How to use server-sent events vs WebSockets

Use Server-Sent Events (SSE) when the server needs to push updates to the client and the client rarely sends data back (AI token streaming, live dashboards, notifications, progress bars). Use WebSockets when both sides talk continuously with low latency (multiplayer, chat with typing indicators, collaborative editors, trading). SSE is one-way over plain HTTP; WebSockets are bidirectional over their own protocol after an HTTP upgrade.

That sentence covers 80% of real production decisions. The other 20% is where SSE quietly wins (HTTP/2 multiplexing, native reconnect, CDN-friendliness, no separate auth path) and where WebSockets earn their complexity (sub-50ms round-trips, binary frames, presence). This guide walks the trade-offs, the proxy and edge runtime gotchas that bite teams in production, and a decision matrix you can drop into a design doc.

Why this decision matters more in 2026

Two shifts pushed real-time transport from a niche topic to a default question on every greenfield app.

The first is LLM streaming. Every product with an AI feature now pushes tokens to the browser in real time, and almost all of them use SSE. OpenAI, Anthropic, Vercel AI SDK, LangChain streaming, the Claude web app: all SSE under the hood. If you are building anything that wraps a model, you are picking SSE whether you know it or not.

The second is HTTP/2 and HTTP/3 going mainstream at the edge. The old objection to SSE was "you only get 6 concurrent connections per origin." HTTP/2 killed that by multiplexing streams over a single TCP connection. Most modern hosting (Vercel, Cloudflare, Fly, Render) speaks HTTP/2 or HTTP/3 by default, so the connection-limit argument against SSE is mostly a 2018 talking point.

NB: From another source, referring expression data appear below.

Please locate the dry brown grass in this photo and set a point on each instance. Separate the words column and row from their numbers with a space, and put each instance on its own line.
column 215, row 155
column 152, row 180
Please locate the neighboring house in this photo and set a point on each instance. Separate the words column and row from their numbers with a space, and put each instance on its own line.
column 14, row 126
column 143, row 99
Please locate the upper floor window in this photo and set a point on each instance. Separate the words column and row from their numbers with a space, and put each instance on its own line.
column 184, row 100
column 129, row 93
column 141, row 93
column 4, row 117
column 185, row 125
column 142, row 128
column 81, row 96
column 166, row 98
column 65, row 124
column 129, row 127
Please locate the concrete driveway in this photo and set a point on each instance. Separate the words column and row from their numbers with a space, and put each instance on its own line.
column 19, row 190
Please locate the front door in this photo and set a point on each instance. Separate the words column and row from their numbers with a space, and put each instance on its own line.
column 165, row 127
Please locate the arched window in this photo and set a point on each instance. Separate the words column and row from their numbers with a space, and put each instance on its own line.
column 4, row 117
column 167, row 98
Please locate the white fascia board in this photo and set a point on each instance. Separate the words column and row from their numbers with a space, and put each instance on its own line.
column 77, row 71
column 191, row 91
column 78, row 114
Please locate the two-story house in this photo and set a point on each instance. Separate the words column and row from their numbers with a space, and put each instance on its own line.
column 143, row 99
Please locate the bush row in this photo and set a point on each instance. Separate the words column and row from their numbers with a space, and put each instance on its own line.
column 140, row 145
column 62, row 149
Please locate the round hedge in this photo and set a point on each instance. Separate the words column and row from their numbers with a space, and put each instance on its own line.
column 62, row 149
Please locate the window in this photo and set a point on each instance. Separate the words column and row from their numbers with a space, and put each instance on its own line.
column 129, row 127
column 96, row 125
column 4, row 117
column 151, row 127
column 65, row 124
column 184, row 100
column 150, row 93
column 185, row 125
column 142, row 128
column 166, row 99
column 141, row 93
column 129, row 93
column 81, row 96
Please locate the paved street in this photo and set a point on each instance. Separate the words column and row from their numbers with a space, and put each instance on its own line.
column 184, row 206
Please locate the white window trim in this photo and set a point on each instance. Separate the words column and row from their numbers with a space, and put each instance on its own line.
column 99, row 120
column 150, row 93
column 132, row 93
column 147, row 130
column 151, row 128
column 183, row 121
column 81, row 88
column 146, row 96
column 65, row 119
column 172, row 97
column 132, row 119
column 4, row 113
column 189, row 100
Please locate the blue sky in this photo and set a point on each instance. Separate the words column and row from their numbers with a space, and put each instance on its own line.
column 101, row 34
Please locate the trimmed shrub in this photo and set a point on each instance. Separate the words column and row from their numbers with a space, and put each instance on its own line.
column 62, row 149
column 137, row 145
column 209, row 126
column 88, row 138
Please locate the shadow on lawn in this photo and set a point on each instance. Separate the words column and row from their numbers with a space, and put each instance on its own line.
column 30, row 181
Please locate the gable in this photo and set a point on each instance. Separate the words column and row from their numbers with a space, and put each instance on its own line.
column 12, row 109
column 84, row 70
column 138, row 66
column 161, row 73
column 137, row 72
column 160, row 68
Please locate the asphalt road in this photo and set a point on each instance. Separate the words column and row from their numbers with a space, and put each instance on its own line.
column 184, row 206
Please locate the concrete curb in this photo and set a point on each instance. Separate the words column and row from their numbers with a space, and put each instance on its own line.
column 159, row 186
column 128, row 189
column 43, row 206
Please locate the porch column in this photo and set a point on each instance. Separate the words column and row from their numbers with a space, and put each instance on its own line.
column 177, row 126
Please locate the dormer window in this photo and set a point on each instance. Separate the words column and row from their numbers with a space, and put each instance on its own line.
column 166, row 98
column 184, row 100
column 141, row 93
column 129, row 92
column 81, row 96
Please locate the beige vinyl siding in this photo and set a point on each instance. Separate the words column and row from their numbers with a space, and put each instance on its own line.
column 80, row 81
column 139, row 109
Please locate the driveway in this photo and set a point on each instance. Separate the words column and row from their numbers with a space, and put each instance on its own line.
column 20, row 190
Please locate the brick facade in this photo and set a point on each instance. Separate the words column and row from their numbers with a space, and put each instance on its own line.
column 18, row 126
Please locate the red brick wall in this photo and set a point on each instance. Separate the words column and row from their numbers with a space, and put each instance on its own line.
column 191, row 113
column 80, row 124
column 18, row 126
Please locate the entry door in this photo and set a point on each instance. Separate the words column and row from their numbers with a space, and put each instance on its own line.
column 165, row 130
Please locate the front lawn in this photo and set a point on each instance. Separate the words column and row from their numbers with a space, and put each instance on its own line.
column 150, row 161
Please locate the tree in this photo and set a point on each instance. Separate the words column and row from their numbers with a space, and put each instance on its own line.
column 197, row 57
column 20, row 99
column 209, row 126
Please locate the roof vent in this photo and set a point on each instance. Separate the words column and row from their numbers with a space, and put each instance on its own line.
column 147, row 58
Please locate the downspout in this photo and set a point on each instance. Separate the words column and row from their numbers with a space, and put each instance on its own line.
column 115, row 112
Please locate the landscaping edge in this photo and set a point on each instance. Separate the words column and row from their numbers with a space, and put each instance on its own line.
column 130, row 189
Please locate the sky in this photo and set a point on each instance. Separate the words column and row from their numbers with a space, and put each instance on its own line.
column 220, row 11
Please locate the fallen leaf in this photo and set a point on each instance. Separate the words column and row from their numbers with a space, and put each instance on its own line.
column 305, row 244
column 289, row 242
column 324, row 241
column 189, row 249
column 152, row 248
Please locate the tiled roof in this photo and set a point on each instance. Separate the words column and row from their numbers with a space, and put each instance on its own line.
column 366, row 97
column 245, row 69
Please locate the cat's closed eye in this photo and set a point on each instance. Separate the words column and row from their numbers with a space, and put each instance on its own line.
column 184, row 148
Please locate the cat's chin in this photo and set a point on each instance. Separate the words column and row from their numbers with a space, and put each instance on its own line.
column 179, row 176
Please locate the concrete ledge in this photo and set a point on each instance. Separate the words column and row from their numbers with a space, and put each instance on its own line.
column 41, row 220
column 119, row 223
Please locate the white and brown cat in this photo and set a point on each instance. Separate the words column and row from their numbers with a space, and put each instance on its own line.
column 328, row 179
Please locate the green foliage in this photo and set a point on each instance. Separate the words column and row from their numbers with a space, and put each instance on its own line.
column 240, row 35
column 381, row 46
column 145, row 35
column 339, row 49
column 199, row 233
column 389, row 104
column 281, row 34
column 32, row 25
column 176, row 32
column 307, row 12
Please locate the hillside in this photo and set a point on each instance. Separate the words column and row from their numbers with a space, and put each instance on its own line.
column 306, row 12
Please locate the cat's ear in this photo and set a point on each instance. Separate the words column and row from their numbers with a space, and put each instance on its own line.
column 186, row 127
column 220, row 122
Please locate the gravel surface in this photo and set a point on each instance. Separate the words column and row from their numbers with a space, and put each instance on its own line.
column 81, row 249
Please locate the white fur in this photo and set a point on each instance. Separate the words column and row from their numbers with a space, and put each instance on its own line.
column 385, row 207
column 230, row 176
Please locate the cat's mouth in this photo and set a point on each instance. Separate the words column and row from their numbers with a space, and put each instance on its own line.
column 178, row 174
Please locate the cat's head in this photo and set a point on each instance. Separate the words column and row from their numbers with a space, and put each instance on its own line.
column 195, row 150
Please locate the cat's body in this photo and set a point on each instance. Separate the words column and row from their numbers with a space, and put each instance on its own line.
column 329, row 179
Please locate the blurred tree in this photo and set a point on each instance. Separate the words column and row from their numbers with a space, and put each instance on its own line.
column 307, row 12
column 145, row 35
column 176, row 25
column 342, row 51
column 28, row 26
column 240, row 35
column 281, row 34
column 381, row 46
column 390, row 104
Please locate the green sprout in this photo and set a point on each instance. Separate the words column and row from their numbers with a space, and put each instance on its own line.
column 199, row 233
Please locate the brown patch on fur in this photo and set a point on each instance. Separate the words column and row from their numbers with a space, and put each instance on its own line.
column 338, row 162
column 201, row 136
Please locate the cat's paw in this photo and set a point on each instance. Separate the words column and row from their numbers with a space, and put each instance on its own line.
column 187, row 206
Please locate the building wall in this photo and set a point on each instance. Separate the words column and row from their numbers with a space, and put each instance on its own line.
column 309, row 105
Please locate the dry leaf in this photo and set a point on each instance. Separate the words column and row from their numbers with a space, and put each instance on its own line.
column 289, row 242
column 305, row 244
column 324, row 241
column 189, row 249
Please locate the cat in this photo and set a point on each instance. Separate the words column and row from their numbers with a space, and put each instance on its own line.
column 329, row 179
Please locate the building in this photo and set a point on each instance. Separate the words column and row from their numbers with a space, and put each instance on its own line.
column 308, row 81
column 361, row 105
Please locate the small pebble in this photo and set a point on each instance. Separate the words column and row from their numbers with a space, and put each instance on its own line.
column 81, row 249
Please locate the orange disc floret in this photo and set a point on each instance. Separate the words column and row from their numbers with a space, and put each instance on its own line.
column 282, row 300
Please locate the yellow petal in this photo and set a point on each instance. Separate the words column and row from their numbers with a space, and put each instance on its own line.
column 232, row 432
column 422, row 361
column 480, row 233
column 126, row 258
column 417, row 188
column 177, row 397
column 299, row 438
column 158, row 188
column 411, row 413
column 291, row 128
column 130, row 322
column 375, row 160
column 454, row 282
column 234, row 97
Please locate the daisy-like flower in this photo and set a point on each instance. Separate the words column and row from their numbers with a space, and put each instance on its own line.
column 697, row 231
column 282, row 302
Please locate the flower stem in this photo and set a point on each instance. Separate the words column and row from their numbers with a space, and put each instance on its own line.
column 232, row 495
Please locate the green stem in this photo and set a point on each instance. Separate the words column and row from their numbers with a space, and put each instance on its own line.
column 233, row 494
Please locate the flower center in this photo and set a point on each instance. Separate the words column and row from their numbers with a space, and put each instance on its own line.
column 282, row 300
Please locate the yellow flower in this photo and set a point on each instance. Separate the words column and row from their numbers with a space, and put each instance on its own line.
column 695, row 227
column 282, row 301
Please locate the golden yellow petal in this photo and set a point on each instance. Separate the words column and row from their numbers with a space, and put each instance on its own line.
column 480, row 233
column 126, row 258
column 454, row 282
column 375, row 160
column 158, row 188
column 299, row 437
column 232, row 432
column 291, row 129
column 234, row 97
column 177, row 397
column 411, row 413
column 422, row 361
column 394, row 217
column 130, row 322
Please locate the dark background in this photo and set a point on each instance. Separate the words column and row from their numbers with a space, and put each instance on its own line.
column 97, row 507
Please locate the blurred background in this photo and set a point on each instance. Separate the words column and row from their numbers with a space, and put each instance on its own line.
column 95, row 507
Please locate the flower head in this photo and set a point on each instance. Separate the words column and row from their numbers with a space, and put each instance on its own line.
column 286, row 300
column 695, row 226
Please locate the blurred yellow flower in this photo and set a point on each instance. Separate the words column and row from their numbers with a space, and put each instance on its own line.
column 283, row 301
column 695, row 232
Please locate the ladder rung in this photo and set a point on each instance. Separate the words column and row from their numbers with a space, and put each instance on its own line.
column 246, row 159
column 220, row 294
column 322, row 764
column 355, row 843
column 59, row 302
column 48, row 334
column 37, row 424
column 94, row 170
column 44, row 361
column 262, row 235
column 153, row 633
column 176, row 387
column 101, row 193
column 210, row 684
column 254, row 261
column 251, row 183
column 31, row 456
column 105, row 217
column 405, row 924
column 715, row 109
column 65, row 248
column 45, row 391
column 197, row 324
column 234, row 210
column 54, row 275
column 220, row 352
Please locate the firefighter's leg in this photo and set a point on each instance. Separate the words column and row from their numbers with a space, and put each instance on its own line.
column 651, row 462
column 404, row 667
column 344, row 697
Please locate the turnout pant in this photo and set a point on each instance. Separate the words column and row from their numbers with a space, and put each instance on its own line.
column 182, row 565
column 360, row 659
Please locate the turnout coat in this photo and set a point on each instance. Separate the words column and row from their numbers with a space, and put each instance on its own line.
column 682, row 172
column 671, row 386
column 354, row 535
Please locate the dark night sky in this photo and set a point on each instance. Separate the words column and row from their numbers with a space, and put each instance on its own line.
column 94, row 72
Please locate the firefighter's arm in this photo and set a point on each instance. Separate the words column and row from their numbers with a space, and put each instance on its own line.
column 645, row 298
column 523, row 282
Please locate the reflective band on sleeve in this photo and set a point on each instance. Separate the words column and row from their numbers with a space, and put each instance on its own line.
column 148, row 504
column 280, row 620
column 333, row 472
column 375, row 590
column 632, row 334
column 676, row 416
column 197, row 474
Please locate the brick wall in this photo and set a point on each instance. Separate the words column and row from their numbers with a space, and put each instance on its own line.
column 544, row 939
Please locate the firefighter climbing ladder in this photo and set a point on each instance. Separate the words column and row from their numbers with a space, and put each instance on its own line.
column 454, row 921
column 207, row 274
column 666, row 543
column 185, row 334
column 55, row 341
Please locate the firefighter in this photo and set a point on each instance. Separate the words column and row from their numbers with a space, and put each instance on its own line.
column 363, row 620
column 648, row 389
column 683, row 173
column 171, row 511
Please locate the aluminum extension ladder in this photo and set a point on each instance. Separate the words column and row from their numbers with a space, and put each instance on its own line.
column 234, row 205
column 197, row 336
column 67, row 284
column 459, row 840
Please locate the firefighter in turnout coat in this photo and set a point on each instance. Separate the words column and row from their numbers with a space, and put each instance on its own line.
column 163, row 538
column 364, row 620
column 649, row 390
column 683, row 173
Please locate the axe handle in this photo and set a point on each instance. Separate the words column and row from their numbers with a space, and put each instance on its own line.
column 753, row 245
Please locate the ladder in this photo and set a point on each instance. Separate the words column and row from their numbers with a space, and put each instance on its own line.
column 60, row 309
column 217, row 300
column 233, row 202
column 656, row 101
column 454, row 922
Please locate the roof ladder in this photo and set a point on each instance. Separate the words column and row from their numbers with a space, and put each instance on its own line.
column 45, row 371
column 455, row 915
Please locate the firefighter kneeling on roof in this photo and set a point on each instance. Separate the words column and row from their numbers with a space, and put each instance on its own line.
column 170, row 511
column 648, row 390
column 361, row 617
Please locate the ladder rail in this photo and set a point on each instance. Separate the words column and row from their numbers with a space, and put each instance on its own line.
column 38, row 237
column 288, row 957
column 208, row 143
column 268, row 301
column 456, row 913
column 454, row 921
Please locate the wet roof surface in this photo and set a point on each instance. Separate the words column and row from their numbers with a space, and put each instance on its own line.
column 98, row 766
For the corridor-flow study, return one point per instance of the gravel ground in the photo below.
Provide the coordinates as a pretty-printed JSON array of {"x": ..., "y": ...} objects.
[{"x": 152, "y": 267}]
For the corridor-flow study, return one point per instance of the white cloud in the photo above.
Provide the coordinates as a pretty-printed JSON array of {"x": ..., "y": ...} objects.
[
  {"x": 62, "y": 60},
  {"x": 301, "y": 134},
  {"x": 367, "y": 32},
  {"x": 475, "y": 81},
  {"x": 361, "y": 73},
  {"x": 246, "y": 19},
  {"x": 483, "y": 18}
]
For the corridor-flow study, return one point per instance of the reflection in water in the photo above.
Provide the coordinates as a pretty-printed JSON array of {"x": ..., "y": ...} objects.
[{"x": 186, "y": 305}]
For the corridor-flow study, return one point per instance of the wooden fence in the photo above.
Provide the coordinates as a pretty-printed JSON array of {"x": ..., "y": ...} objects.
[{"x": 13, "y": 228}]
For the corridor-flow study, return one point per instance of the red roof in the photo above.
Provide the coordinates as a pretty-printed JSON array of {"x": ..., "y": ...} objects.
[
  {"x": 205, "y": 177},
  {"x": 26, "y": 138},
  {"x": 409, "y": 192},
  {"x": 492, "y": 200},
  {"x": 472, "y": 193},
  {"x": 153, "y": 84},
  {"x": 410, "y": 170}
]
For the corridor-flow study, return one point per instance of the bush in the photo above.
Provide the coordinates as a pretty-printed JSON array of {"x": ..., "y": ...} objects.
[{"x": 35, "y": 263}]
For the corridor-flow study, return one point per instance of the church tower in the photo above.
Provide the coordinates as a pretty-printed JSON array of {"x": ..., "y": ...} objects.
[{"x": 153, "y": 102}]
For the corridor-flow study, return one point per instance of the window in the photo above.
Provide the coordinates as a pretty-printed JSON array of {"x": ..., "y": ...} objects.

That changes the math. SSE used to be the "good enough but limited" option. Now it is often the right default unless you actually need bidirectional traffic.

The default approach (and why teams pick wrong)

The default failure mode: a team needs to push notifications, an engineer says "we need real-time, let's add a WebSocket server," and three months later they are debugging sticky sessions in their load balancer, writing custom reconnect logic, and routing auth tokens through query strings.

None of that was needed. A 40-line SSE endpoint with the browser's EventSource would have shipped in an afternoon, reconnected automatically, and worked through every corporate proxy.

The opposite mistake exists too. Teams pick SSE for chat, bolt on a POST endpoint to send messages, then want typing indicators and read receipts, and end up with a half-duplex Frankenstein that should have been a WebSocket.

Pick by traffic shape, not by hype.

SSE vs WebSockets: the decision matrix

Dimension	Server-Sent Events (SSE)	WebSockets
Direction	One-way (server to client)	Bidirectional
Protocol	Plain HTTP (`text/event-stream`)	Custom WS frames after HTTP/1.1 upgrade
Browser API	`new EventSource(url)`	`new WebSocket(url)`
Auto-reconnect	Built in. `Last-Event-ID` header on reconnect	You write it yourself
HTTP/2 multiplexing	Yes, multiple streams on one connection	No, each WS is its own TCP socket
Auth	Cookies, headers, anything HTTP does	Tokens often have to ride query string or first message
Proxy and CDN friendly	Very. It is just chunked HTTP	Mixed. Many CDNs need explicit WS support
Message format	UTF-8 text only	Text or binary frames
Server load (1k clients)	Higher (one HTTP request per client, unless multiplexed)	Lower (one socket, no per-message HTTP overhead)
Round-trip latency	Server to client only	20-50ms typical, both directions
Browser support	Every browser except IE11 (use `fetch`+streams as fallback)	Universal since 2012
Edge runtime support (Vercel, Cloudflare)	Native, well-supported	Cloudflare yes, Vercel Edge has caveats
Best for	AI streaming, dashboards, notifications, build logs	Chat, multiplayer, collab editing, trading, IoT
Worst for	Anything where the client streams back	Anything one-way (you waste a full duplex socket)
Time to ship MVP	~1 day	~3-5 days plus reconnect logic

The honest summary: WebSockets are more powerful and lower-latency. SSE is simpler, friendlier to existing HTTP infrastructure, and good enough for most read-heavy use cases.

How SSE actually works

SSE is shockingly small. The server keeps an HTTP response open, sets Content-Type: text/event-stream, and writes lines like:

data: {"token": "Hello"}

data: {"token": " world"}

Two newlines separate events. The browser's EventSource parses this stream, fires message events, and reconnects automatically if the connection drops. If you set an id: field, the browser sends it back as the Last-Event-ID header on reconnect, so your server can resume from where it left off.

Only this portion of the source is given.